Compassion emerges as the key to the Mahayana, or "Great Vehicle," path. Trungpa defines compassion not as pity but as basic warmth arising through meditation and self-trust, an attitude of fundamental wealth in which other people recharge rather than drain one's energy. He outlines the six paramitas, the transcendental activities of the bodhisattva (one who walks the path of awakening): generosity, discipline, patience, energy, meditation, and knowledge. True compassion means accepting the whole of life, light and dark alike.
A genuine sense of humor, Trungpa argues, arises from panoramic awareness rather than from taking sides. He tells the story of Ngonagpa of Langru, a Tibetan monk so focused on suffering that he never smiled, until he watched a mouse fail to drag away a turquoise offering, call another mouse, fail again, and finally recruit eight more who succeeded. The scene made him laugh for the first time, a flash of enlightenment.
Trungpa presents a Buddhist psychology of the ego through the Five Skandhas (aggregates). Beginning from a ground of open space, ego develops through progressive stages: Ignorance-Form (separating from openness), Feeling (reaching out to sense the "other"), Perception-Impulse (automatic responses of desire, hatred, and stupidity), Concept (labeling and categorizing), and Consciousness (producing thoughts, emotions, and the Six Realms). He illustrates this with a monkey locked in an empty house with five windows representing the senses. The Six Realms are psychological states the monkey cycles through: Hell (aggression), Hungry Ghost (insatiable craving), Animal (dull habit), Human (discriminating intellect), Jealous Gods (obsessive competition), and Gods (self-hypnotic bliss). The Human Realm is where the cycle can break, because intellect allows room to question the entire process.
The Four Noble Truths provide the practical framework: suffering pervades all activity; the struggle to maintain the self is its root; the awakened state is present when struggle ceases; and meditation is the path. Trungpa distinguishes shamatha ("peacefulness") meditation, involving precise awareness of the present moment, from concentration practices he considers ego-reinforcing.
The Bodhisattva Path transitions from precision to panoramic awareness through vipashyana (insight) meditation. Prajna (transcendental knowledge) cuts through the wall separating practitioner from projection. Trungpa presents the Madhyamika understanding of shunyata (emptiness) through the Heart Sutra, unpacking its central statement in stages: "Form is empty" means form is empty of preconceptions; "emptiness is form" means treating emptiness as a special state is itself conceptual overlay; ultimately, things are seen directly as they are.

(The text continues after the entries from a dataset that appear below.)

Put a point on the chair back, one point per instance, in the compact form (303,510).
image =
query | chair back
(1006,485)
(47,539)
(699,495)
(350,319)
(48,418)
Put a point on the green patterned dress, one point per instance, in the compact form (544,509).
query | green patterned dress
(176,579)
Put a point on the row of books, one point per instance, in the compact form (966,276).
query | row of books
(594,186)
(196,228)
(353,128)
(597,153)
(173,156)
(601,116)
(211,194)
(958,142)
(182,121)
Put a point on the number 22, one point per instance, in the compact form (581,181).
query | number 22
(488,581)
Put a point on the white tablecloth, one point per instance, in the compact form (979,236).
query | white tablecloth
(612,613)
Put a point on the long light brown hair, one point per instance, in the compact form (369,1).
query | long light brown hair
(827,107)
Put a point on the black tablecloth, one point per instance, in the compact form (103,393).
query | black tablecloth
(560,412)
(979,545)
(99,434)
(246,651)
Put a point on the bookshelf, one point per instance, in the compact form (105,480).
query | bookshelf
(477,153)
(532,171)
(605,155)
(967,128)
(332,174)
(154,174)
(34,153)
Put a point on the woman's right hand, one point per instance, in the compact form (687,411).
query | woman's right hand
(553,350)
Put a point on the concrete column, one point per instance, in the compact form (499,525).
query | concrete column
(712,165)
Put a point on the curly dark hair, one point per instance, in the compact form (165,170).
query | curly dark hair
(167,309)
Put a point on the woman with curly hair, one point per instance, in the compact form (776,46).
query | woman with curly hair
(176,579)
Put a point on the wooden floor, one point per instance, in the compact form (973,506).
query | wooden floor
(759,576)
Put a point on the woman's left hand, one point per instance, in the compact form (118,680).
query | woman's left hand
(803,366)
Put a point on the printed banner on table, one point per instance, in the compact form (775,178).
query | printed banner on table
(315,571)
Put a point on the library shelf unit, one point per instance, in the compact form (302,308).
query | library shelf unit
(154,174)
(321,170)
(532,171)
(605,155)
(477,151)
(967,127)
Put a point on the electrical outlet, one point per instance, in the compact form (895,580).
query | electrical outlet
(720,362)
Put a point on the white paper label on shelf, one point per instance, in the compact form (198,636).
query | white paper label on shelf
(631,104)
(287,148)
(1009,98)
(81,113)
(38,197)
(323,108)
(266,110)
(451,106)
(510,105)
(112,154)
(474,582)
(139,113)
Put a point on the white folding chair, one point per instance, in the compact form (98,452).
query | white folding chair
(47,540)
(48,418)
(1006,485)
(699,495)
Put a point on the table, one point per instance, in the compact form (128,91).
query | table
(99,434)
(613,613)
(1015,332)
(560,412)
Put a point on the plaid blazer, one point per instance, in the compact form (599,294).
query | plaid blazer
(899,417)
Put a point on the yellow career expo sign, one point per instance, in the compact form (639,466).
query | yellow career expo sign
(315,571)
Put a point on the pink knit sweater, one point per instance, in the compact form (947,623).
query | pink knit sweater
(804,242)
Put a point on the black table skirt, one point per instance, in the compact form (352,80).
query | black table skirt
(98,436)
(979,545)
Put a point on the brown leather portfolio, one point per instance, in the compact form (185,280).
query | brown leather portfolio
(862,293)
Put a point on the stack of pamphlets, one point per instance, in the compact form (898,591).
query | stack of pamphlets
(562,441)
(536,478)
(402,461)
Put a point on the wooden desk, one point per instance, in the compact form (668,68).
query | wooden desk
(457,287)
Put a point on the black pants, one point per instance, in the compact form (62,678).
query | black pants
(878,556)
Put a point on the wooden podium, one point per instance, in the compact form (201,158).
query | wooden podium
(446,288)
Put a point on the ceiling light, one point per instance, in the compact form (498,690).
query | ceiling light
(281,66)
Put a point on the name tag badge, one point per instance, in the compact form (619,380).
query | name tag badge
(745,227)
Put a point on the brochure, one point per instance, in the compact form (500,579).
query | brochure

The book concludes with Tantra, the Vajrayana path. At the highest bodhisattva stage, shunyata as experience falls away, exposing the luminous quality of form. Prajna transforms into jnana (wisdom). Tantra transmutes ego rather than transcending it, like alchemy turning lead into gold. Trungpa introduces the Five Buddha Families, categories of energy in which emotions are transmuted into wisdoms: Vajra (anger into Mirror-like Wisdom), Ratna (pride into Equanimity), Padma (passion into Discriminating Awareness), Karma (jealousy into All-Accomplishing Action), and Buddha (ignorance into All-Encompassing Space). Transmutation occurs not by suppressing or expressing emotions but by experiencing their naked quality directly, discovering the wisdom already within them. Milarepa's life illustrates this arc: from reliance on Marpa, to confronting demons that were projections of his own emotions, to embodying universal enlightenment. The book's trajectory moves from recognizing ego's deceptions to dissolving them through meditation, compassion, and direct perception, arriving at the insight that liberation requires not escaping the world but seeing it, fully and precisely, as it is.